If I am anti-anything, it would be against bias in program authors and testers. I am for intellectual honesty. If you think a program should be compensated in its ranking for the handicap that it can't learn, you should give the program a much higher ranking than it would get on a go server. After all, a 1dan amateur human player may one day qualify as a professional, or even win a professional title, thanks to his ability to learn.

For what it's worth, I would want my own program to be tested to these standards of mine as well, and I would play it many games trying to find and exploit flaws, and seek other players willing to test it in the same way, regardless what impact it would have on anyones thoughts on its rank.
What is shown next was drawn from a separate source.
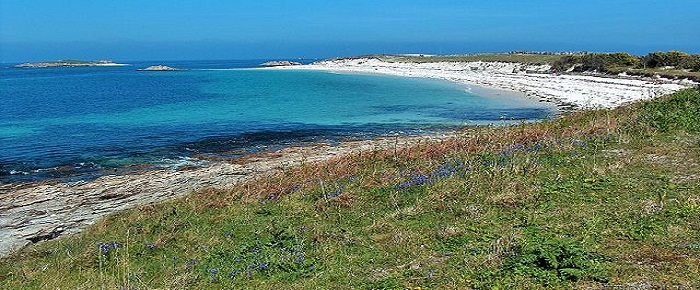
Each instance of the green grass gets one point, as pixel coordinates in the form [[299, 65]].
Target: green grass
[[592, 199]]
Not to put down the work I'd put into it, but so that I could improve it.



        Granted, truly awesome play is currently mostly to be seen on 9*9.
        But I've seen some great kills on the big board that any top
        amateur could be proud of.


    And how do you deal with confirmation bias? If you look for
    exceptional results, do you also look for spectacular failures?
    What about if a program gets an occasional brilliant win, but
    still loses most of the games?


There is a system that averages the two, it's called the ELO system, or if you prefer the Go ranking system. The spectacular failures will be reflected in the numbers.
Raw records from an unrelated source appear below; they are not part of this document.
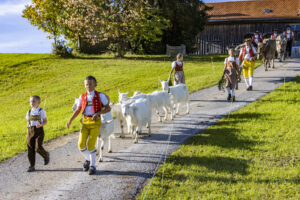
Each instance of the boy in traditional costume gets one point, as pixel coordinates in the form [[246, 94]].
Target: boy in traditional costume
[[91, 104], [231, 73], [247, 60], [37, 119], [256, 38], [177, 65], [274, 34]]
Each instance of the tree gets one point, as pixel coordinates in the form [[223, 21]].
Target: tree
[[118, 21], [45, 15]]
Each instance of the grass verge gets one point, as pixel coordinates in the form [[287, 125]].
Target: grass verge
[[252, 153], [58, 81]]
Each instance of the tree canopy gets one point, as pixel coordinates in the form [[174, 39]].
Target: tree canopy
[[126, 24]]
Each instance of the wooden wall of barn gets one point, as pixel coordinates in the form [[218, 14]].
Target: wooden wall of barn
[[215, 38]]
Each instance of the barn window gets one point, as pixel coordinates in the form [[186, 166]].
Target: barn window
[[268, 11]]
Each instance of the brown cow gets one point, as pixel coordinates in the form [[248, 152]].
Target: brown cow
[[281, 43], [266, 51]]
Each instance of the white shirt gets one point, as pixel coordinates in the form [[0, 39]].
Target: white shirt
[[256, 37], [288, 34], [275, 35], [89, 110], [231, 59], [247, 55], [178, 62], [35, 111]]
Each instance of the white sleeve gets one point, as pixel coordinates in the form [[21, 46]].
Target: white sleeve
[[237, 61], [173, 64], [254, 50], [27, 115], [79, 102], [43, 114], [103, 99]]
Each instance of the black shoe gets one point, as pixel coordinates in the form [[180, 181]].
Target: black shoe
[[46, 160], [92, 170], [86, 165], [229, 97], [30, 169]]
You comment on this a bit out of context, let me try to get it back on track; does the ELO system, or any other ranking system, give any program a rank on the big board that any top amateur could be proud of? I was merely commenting on the apparent confirmation bias.


You remind me of the man who ties someones hands behind his back and then fights him. When the handicapped man bites you, you complain that he is not fighting fair.

If you set up the match right, you can give either player an advantage but I for one would seriously not trust the results of such manipulation. I think you need some kind of reasonable justification for setting up match conditions such that one player has every possible advantage.

So I have a suggestion. Let's play the match at the rate of game in 1 minute. I hold the human to higher standards and it doesn't seem fair to me to set time controls in such as way that the human has such an easy game of it. That's just not fair and it inflates the ELO of the human player. Your counter argument better not be that this is he accepted time control for human players - of course it is.

I am not suggesting these unfair tests because I want the human to win, at least not directly. I wish you would give me enough credit to look deeper than that.

What I want is to be convinced that there /isn't/ any bias in the program's favour. That playing a hundred games /will/ give the same result as playing five. I want a program to meet this standard of mine.

Either you think that some of todays programs can do this, in which case my suggestion isn't unfair at all! Or you think all programs do have flaws that can be learned and exploited by humans, and you merely have a different standard than me on what you would consider a good go player. This is perfectly OK. You don't have to be offended that we disagree on our standards. If you still are, you can write it off as me just suffering from perfectionism (which I admittedly do). Tradition has worked out many ranking systems that works just fine, are counted as very fair, for humans, and I do not think it unreasonable to think a computer program should only be measured under these systems. I simply have my own standards that takes into account at least one additional factor that may come into play with programs that don't learn the way humans do.

I want programs to improve under /my/ standard. I am kind of hoping other go coders feel the same. Isn't handling the hard problem of playing go what this is all about, and not just getting a high rating for kudos and commercial gain? Surely tackling what your program is worst at does this the best?